Il senso del corso lo ha spiegato il presidente dell’Ast, Sandro Bennucci, ricordando il primo contatto tra il sindacato dei giornalisti e la Polizia penitenziaria i cui agenti fornirono la scorta d'onore alla sorella della collega Dafne Caruana Galizia, quando due anni fa ricevette a Firenze il premio Giornalisti Toscani assegnato alla memoria della giornalista uccisa a Malta. “Da allora – ha detto Bennucci – è cresciuto l’interesse professionale per il mondo carcerario, del quale dobbiamo spesso scrivere, e verso gli uomini e le donne che con il loro lavoro ne assicurano la funzionalità”.
E’ stato il direttore del carcere di Solicciano, Fabio Prestopino, a sottolineare il ruolo fondamentale che nel moderno trattamento penitenziario svolgono gli agenti, assicurando poi ai giornalisti il massimo di trasparenza e di accessibilità possibile alle informazioni del “pianeta carcere” che provengono dalla casa circondariale di Firenze. Una testimonianza preziosa quella del Procuratore della Repubblica di Firenze, Giuseppe Creazzo, che ha evidenziato anche il ruolo investigativo di un corpo di polizia che non ha soltanto il compito della custodia, ma anche quello del monitoraggio dell’insieme dei detenuti e che, in molti casi, si è tradotto in un contributo importante alle indagini della magistratura.

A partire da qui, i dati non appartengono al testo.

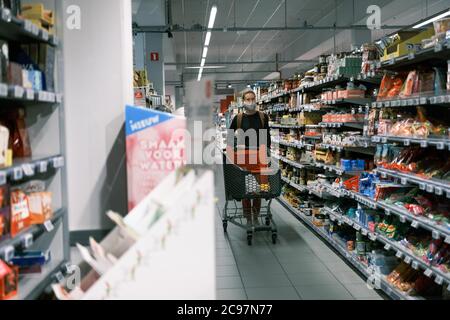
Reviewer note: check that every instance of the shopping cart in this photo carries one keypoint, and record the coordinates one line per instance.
(241, 185)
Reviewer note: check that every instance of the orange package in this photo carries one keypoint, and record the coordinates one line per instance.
(20, 214)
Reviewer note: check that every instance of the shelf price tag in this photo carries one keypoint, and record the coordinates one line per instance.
(59, 277)
(17, 174)
(447, 239)
(436, 235)
(29, 94)
(44, 34)
(43, 166)
(438, 47)
(27, 241)
(439, 280)
(51, 97)
(34, 29)
(3, 90)
(18, 92)
(28, 25)
(28, 169)
(48, 225)
(8, 253)
(41, 95)
(2, 178)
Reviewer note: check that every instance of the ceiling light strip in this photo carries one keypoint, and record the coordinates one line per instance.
(212, 20)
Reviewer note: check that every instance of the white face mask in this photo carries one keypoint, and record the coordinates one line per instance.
(249, 106)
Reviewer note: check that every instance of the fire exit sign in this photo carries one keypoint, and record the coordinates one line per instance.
(154, 56)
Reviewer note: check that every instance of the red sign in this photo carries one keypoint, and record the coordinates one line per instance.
(154, 56)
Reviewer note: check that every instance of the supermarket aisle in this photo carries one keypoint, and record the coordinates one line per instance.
(299, 266)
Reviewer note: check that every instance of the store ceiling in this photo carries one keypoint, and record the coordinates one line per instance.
(264, 45)
(247, 45)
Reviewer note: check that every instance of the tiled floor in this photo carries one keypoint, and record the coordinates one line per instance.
(299, 267)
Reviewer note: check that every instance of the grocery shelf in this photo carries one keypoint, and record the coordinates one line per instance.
(402, 252)
(440, 144)
(267, 99)
(355, 101)
(438, 187)
(361, 149)
(285, 126)
(282, 142)
(440, 52)
(278, 108)
(357, 125)
(292, 163)
(294, 185)
(443, 99)
(372, 78)
(31, 286)
(30, 167)
(336, 169)
(15, 29)
(385, 286)
(405, 215)
(318, 86)
(18, 93)
(34, 231)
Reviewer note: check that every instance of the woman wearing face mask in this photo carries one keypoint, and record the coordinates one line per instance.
(259, 122)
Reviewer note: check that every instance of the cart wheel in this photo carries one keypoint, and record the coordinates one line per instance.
(249, 238)
(274, 238)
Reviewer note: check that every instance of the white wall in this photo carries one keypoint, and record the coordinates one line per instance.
(98, 65)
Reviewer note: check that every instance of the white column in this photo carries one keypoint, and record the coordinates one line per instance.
(98, 67)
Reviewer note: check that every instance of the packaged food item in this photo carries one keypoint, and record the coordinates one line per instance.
(39, 201)
(20, 213)
(9, 280)
(4, 61)
(439, 81)
(4, 212)
(15, 75)
(4, 143)
(18, 134)
(410, 83)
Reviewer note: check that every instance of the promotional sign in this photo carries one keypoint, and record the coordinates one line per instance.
(155, 147)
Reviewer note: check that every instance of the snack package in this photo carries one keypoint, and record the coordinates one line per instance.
(4, 60)
(9, 280)
(19, 140)
(4, 142)
(39, 201)
(20, 214)
(4, 212)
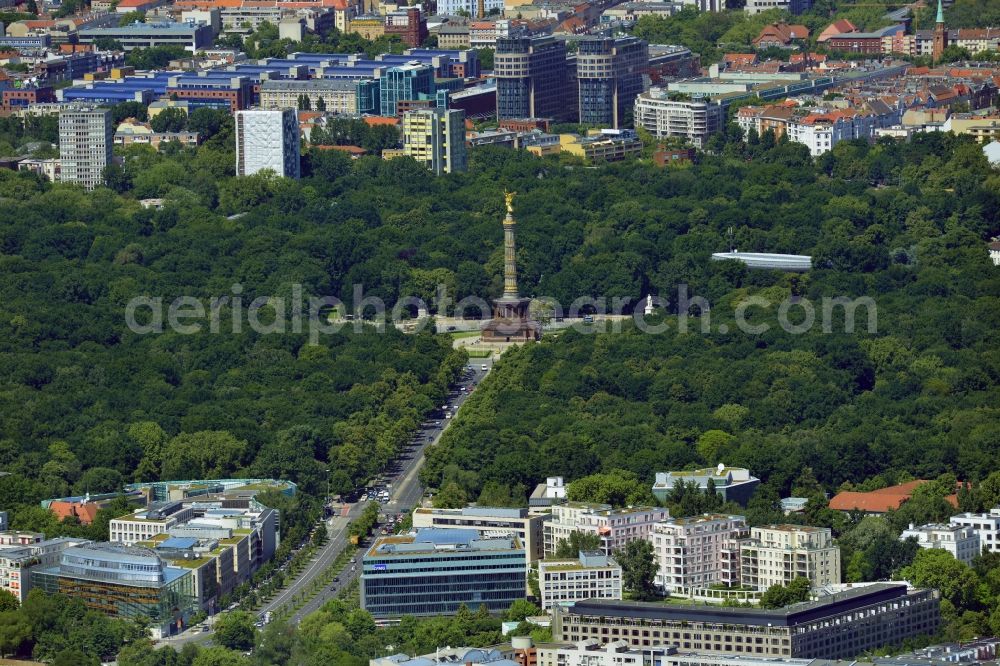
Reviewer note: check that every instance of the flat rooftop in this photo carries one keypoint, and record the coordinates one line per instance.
(439, 541)
(783, 617)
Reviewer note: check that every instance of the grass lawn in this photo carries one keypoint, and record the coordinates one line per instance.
(458, 335)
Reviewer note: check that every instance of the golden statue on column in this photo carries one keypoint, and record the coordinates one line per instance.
(511, 319)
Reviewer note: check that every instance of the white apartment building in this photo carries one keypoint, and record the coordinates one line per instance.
(436, 138)
(693, 553)
(553, 491)
(616, 527)
(820, 136)
(267, 139)
(144, 524)
(18, 558)
(962, 541)
(592, 575)
(986, 525)
(695, 121)
(707, 5)
(778, 554)
(754, 7)
(86, 140)
(494, 522)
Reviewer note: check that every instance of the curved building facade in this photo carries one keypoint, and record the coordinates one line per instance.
(124, 582)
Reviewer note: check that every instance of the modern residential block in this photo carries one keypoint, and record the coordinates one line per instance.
(146, 523)
(86, 140)
(533, 79)
(778, 554)
(145, 35)
(962, 541)
(267, 139)
(616, 527)
(436, 138)
(694, 553)
(592, 575)
(841, 625)
(434, 571)
(733, 484)
(666, 115)
(329, 95)
(609, 75)
(491, 521)
(986, 525)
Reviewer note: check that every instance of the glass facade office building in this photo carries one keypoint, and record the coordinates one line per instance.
(610, 75)
(533, 79)
(434, 571)
(406, 83)
(124, 582)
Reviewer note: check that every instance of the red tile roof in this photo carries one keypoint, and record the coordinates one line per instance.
(882, 500)
(85, 512)
(840, 27)
(782, 32)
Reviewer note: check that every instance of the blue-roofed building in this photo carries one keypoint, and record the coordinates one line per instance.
(433, 571)
(144, 35)
(126, 582)
(449, 63)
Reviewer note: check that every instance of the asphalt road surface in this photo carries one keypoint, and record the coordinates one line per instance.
(405, 494)
(404, 475)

Il collega Stefano Fabbri ha ricordato le procedure di approccio alle “fonti” per i giornalisti che si occupano di carcere, a cominciare proprio dai detenuti che è possibile intervistare previa autorizzazione, ma anche quanto prevedono le norme deontologiche dell’Ordine dei giornalisti per questo genere di particolare attività fissate dalla Carta di Milano e che si incentrano sul rispetto sostanziale della persona privata della libertà personale. A concludere l’evento formativo, organizzato grazie al sostanziale apporto del commissario comandante del Nucleo traduzioni e piantonamenti di Sollicciano, Giuseppe Simone, è stato l’approfondito intervento del Comandante del reparto della Polizia penitenziaria della Casa circondariale. Massimo Mencaroni. Il Comandante ha insistito sul concetto di sicurezza non fine a se stesso, ma come elemento fondamentale del trattamento penitenziario, cioè dello sforzo compiuto per aderire al principio di recupero e reinserimento fissato dalla Carta costituzionale.
Particolare attenzione viene posta anche nella vigilanza contro la radicalizzazione in carcere di elementi potenzialmente pericolosi sul fronte del terrorismo internazionale: sui 60.000 detenuti italiani circa un terzo sono stranieri e in gran parte provenienti dalle aree più a rischio, soprattutto dal Maghreb; una proporzione che a Firenze è del tutto invertita poiché su circa 800 detenuti, a fronte di circa 450 agenti di polizia penitenziaria, solo un terzo sono italiani. L’istituto di Sollicciano è uno dei sei istituti di pena pilota in Italia del progetto per il contrasto alla radicalizzazione jihadista. E, sempre a proposito di numeri, i posti letto regolamentari per i detenuti sono 500, mentre 760 quelli tecnicamente disponibili. Dopo la cosiddetta “sentenza Torreggiani” della Corte europea dei diritti dell’uomo, che fissa in tre metri quadrati lo spazio minimo per ogni detenuto, paradossalmente, e per fortuna solo teoricamente vista la particolare configurazione architettonica di Sollicciano, i posti letto potrebbero essere 1.500. Infine il rapporto con la città e con il tessuto sociale: oltre agli agenti di Polizia penitenziaria, al personale educativo e amministrativo, ad assistere ed occuparsi dei detenuti sono il personale sanitario della Asl, i docenti scolastici, decine di volontari impegnati nelle attività culturali e sportive. Riguardo ai detenuti, solo un terzo è impegnato in attività rieducative e circa 160 in attività lavorative. “Non ci basta – ha detto il direttore Prestopino – perché il lavoro è una componente fondamentale della vita in carcere e della vita che attende i detenuti una volta fuori. E per migliorare – ecco l’appello – abbiamo bisogno della collaborazione delle imprese”.